Diese Legende berichtet von der Magd Grusche, die im Bürgerkrieg das Baby annimmt, das ihre eiskalte Herrin bei der Flucht liegenlässt, um mehr kostbare Kleider wegtragen zu können. Grusche muss viel Leid und Entbehrungen ertragen, um das Kind durchzubringen. Letztlich landet sie vor Gericht, weil die Herrin das Kind, und damit den rechtmäßigen Erben des Landes, zurückverlangt. Der Richter macht eine Probe – wer die Kraft hat, das Kind aus dem aufgemalten Kreidekreis zu sich zu ziehen, der soll die wahre Mutter sein. Weil Grusche dem Jungen nicht wehtun will und nicht gewaltsam an ihm zerrt, wird sie zur rechtmäßigen Mutter ernannt.

Für das Kolchosental in der Rahmenhandlung bedeutet das: Besitz wird nicht mehr durch Erbschaft bestimmt, sondern durch den sozialistischen Staat, der sich im Zweifelsfall als fürsorglicher erweist.

Über heutige Besitzverhältnisse, etwa, was unsere Daten im Internet betrifft, denkt der Dramaturg Bernd Stegemann zwar ausführlich im Programmheft nach – auf der Bühne gibt es aber keinen Bezug zur Gegenwart. Thalheimer hat die antikapitalistische Rahmenhandlung komplett gestrichen.

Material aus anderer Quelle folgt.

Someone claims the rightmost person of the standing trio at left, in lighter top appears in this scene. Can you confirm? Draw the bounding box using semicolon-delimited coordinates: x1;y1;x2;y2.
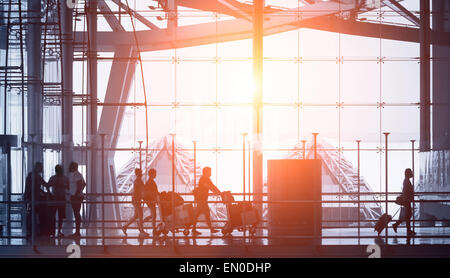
68;162;86;237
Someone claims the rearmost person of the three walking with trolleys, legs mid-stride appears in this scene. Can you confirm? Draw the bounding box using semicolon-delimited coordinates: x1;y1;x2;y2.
122;168;148;237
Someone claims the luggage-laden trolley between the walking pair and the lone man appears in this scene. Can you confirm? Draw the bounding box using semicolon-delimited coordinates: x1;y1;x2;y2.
154;192;194;236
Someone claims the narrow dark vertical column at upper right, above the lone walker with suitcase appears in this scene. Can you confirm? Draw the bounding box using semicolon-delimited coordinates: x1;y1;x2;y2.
420;0;431;152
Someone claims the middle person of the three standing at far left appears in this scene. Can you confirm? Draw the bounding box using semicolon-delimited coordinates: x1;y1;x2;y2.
48;164;70;237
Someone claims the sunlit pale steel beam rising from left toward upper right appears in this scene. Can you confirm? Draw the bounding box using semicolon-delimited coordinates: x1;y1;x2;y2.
75;2;358;52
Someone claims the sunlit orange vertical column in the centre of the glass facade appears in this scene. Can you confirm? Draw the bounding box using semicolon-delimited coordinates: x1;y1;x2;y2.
253;0;264;212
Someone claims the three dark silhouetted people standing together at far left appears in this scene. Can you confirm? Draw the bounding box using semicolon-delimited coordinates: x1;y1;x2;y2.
24;162;86;237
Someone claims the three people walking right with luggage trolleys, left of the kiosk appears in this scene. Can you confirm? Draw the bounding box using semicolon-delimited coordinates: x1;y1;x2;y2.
122;167;222;236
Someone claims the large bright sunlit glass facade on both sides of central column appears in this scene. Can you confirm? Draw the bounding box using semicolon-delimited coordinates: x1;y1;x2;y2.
96;1;419;213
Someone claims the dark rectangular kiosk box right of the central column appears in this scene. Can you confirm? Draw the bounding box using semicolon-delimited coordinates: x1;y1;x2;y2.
267;159;322;245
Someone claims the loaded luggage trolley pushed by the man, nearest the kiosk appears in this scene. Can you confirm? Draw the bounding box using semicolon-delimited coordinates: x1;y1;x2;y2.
222;191;261;235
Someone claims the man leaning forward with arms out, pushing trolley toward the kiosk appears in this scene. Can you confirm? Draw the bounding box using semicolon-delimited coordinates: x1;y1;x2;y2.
192;167;222;235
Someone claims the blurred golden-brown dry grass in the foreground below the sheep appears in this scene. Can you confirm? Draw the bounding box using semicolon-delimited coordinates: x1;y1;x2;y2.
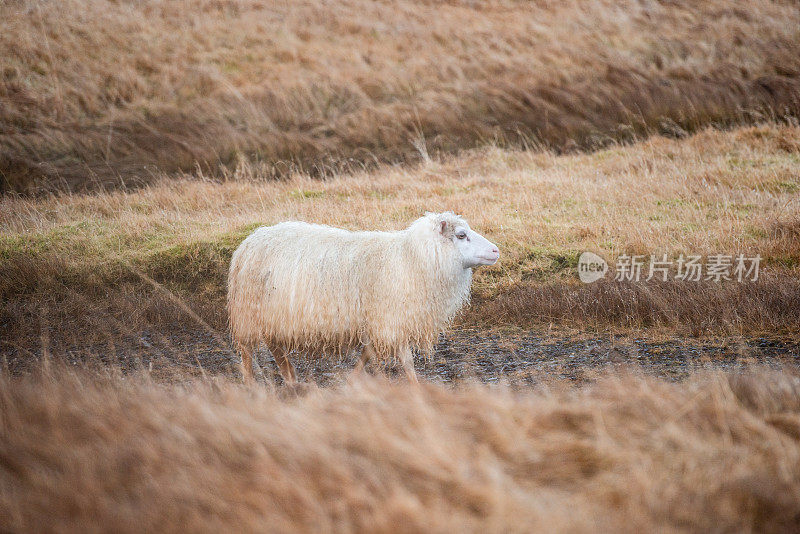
0;367;800;532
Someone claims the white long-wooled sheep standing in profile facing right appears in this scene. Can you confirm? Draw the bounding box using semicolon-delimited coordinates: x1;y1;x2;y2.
228;212;500;383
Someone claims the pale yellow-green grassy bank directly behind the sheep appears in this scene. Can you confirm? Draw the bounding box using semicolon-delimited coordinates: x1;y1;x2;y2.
0;126;800;350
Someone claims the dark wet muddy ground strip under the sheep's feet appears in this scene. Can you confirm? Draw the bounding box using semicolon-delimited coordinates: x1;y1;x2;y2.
2;329;800;386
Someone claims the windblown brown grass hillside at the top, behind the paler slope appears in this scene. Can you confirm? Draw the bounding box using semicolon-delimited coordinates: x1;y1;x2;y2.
0;0;800;192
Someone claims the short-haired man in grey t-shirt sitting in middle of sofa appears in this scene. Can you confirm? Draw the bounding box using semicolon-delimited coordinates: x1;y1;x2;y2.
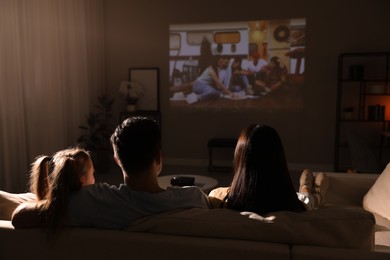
11;117;209;229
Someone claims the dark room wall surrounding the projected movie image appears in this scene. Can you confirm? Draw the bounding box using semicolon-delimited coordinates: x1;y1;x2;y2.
104;0;390;170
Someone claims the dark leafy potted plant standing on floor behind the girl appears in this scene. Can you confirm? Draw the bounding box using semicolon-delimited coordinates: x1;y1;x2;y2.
77;95;116;172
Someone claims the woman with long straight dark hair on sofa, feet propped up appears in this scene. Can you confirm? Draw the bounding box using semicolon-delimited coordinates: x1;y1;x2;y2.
209;124;328;215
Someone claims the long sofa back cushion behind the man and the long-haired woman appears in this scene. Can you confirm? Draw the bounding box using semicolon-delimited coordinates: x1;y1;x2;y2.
127;207;375;251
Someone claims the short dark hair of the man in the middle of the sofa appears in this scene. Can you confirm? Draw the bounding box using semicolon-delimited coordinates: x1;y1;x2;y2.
111;117;161;175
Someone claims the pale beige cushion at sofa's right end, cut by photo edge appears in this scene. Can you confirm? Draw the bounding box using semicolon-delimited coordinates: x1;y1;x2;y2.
363;163;390;220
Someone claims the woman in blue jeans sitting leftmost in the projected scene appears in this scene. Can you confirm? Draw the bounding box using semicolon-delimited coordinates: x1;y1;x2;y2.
186;56;234;104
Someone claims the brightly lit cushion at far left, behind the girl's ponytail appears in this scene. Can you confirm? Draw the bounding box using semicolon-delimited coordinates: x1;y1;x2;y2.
0;190;36;220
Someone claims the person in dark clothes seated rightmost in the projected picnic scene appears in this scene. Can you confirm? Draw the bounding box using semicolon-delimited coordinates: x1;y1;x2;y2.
254;56;287;95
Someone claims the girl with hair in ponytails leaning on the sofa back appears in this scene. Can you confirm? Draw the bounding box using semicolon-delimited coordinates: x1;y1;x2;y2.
12;148;95;232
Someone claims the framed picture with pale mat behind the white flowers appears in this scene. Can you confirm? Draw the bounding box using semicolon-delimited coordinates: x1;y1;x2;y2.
129;67;160;111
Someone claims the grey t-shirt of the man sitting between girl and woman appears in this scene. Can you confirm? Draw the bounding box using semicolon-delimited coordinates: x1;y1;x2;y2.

Er entwirft mit den neun Schauspielern lieber seine großen, blutigen, altmeisterlichen Tableaus auf der schwarzen, ganz nackten Bühne und unterlegt sie mit düster-atmosphärischem Live-Gitarrenspiel.

Ein simpler Ansatz

Der neue Hausregisseur lässt allein das Rührstück der liebenden Ersatzmutter spielen und verzerrt die umstehenden Figuren zu tumben, grausigen Karikaturen, die sich mit viel Theaterblut übergießen – ein arg simpler Ansatz.

Das Happy-End verdunkelt er: Grusche bekommt das Kind am Ende zwar zugesprochen – ihr Liebster aber geht ihr verloren. Stefanie Reinsperger (keine 30 und im Jahr 2015 schon zur Schauspielerin des Jahres gewählt) spielt diese Grusche mit Heulen und Zähneklappern, aber auch mit animalischer Zärtlichkeit. Zum paukenschlagenden Thalheimer-Theater passen die grob gezeichneten Großgefühle.

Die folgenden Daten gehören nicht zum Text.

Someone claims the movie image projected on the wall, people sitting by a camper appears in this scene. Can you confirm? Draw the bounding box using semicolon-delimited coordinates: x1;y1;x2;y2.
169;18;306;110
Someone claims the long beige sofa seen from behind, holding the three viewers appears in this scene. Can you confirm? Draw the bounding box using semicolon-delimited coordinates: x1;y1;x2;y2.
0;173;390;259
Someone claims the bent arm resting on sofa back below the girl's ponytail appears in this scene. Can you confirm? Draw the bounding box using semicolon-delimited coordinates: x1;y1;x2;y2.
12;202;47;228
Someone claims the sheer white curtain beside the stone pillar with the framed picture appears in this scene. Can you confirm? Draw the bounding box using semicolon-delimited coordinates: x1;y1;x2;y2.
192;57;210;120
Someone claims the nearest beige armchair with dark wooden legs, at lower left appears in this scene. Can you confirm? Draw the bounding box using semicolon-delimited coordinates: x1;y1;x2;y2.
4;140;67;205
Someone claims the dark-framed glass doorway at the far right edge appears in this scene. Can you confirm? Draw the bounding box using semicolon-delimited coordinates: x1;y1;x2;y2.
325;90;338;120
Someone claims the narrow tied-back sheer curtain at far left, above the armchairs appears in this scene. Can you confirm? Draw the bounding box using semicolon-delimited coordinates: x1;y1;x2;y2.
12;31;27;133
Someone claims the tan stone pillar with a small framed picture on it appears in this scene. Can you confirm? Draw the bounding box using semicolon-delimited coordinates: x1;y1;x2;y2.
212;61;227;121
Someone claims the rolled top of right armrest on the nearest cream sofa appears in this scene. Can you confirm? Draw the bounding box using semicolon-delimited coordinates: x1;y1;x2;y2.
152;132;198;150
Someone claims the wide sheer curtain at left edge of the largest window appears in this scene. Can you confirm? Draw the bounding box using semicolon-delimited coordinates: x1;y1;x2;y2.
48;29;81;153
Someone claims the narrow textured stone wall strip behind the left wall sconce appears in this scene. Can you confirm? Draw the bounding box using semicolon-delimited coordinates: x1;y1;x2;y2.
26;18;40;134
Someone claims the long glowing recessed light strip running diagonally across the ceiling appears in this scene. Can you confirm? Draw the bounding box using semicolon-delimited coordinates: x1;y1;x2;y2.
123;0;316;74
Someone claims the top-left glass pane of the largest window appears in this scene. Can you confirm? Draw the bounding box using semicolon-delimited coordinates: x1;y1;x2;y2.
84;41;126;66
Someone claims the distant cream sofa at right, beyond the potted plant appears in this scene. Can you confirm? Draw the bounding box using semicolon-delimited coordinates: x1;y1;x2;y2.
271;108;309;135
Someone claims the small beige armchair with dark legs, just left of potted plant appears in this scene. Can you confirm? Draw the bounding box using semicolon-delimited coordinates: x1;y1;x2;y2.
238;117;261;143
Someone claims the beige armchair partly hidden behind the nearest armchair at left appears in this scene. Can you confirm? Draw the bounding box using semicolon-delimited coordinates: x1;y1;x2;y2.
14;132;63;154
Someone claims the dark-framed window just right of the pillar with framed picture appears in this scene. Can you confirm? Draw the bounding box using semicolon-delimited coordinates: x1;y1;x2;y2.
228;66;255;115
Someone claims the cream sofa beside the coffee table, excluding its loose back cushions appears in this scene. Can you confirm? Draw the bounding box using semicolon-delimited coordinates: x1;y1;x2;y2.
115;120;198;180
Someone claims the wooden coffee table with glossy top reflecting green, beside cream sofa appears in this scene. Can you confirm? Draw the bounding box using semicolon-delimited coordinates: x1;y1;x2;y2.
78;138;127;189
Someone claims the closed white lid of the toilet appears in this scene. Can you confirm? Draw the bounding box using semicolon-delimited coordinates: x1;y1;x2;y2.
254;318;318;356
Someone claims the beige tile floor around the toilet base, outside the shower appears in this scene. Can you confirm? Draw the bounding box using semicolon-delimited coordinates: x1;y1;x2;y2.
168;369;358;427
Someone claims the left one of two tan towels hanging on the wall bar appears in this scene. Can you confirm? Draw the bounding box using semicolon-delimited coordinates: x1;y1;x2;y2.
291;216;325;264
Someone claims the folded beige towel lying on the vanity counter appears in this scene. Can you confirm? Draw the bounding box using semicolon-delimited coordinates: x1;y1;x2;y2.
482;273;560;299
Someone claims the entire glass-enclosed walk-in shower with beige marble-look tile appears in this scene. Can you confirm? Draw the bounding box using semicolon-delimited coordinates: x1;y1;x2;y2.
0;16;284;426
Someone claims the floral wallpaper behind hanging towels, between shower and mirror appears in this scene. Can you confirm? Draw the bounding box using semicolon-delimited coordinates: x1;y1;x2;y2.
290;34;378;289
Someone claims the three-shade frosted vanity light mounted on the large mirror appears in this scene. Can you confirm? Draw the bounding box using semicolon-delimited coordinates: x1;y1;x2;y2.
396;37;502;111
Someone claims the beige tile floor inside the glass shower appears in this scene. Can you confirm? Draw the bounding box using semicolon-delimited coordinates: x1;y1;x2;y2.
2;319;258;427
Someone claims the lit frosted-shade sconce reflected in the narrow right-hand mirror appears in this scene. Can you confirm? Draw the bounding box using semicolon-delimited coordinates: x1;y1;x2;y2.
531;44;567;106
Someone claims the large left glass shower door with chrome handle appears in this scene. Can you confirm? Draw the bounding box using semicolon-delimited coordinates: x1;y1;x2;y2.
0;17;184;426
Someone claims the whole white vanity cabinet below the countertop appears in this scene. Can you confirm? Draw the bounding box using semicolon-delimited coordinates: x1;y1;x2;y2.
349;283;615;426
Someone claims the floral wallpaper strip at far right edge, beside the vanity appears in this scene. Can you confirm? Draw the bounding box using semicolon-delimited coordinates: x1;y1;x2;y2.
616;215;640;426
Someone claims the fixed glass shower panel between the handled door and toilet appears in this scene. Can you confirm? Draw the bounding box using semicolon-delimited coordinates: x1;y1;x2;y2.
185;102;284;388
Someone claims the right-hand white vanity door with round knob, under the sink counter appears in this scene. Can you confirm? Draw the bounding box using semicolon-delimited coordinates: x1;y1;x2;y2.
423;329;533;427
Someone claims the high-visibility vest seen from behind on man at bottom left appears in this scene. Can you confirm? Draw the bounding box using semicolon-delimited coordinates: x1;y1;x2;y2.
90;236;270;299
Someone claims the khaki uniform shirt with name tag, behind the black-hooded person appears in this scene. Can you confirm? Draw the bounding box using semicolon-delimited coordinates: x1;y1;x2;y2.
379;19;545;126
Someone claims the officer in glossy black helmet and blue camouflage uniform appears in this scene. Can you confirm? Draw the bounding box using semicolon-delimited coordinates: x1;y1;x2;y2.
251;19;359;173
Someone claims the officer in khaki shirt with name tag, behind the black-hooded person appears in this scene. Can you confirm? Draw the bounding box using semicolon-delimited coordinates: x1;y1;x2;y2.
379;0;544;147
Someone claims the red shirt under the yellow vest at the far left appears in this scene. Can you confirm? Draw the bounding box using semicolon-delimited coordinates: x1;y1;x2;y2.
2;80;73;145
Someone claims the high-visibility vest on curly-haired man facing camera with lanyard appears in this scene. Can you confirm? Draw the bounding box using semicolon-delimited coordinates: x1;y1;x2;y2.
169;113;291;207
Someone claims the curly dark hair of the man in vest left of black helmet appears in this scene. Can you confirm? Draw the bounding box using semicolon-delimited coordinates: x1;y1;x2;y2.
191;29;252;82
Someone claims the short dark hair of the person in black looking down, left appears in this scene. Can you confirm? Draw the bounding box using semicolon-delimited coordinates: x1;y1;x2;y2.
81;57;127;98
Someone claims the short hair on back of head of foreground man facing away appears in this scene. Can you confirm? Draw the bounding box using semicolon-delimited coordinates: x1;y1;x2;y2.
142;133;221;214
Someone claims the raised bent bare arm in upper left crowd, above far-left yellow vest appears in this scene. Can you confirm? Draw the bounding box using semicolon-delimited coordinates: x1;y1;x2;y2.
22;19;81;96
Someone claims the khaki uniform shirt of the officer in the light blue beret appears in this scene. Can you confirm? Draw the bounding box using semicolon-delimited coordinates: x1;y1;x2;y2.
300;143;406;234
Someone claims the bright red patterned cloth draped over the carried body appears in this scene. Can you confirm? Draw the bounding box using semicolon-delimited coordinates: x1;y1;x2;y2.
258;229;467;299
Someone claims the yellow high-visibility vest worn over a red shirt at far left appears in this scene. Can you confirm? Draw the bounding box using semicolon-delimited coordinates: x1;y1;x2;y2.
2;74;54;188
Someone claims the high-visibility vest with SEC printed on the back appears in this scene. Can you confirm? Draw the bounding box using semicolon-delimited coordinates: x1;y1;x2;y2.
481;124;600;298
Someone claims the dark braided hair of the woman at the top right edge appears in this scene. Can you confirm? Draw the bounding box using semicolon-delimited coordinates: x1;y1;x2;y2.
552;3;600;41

Insgesamt hat der Eröffnungs-Dreiklang am Berliner Ensemble eher solide statt überzeugende Arbeiten präsentiert. Und mit Antú Romero Nunes und Michael Thalheimer auch zwei Regisseure, die man in Berlin am Maxim Gorki Theater und an der Schaubühne schon besser erlebt hat.

Auffällig ist, dass bisher, abgesehen von der Deutschen Erstaufführung des Stücks von Arne Lygre, wenig von dem "Neuen" und der "Gegenwart" zu spüren war, die Reese auf leuchtenden Werbeplakaten groß postuliert hat. Aufwändige Kostüme, viel Schminke, Clownsmasken, Blut, Musik, Nebel, Donner – das sind genau jene ästhetischen Mittel, die man vom BE unter Peymann kennt.

Als großes Pfund dieses Hauses hat sich vor allem sein neues Ensemble erwiesen. In den ersten Premieren haben sich so viele starke, vielseitige, energetische, charakterstarke Schauspieler vorgestellt, dass man allein deshalb gespannt auf die nächsten 13 Premieren sein kann. Die Spieler sind es, die dem nahe gelegene Deutschen Theater und der Schaubühne derzeit die größte Konkurrenz machen.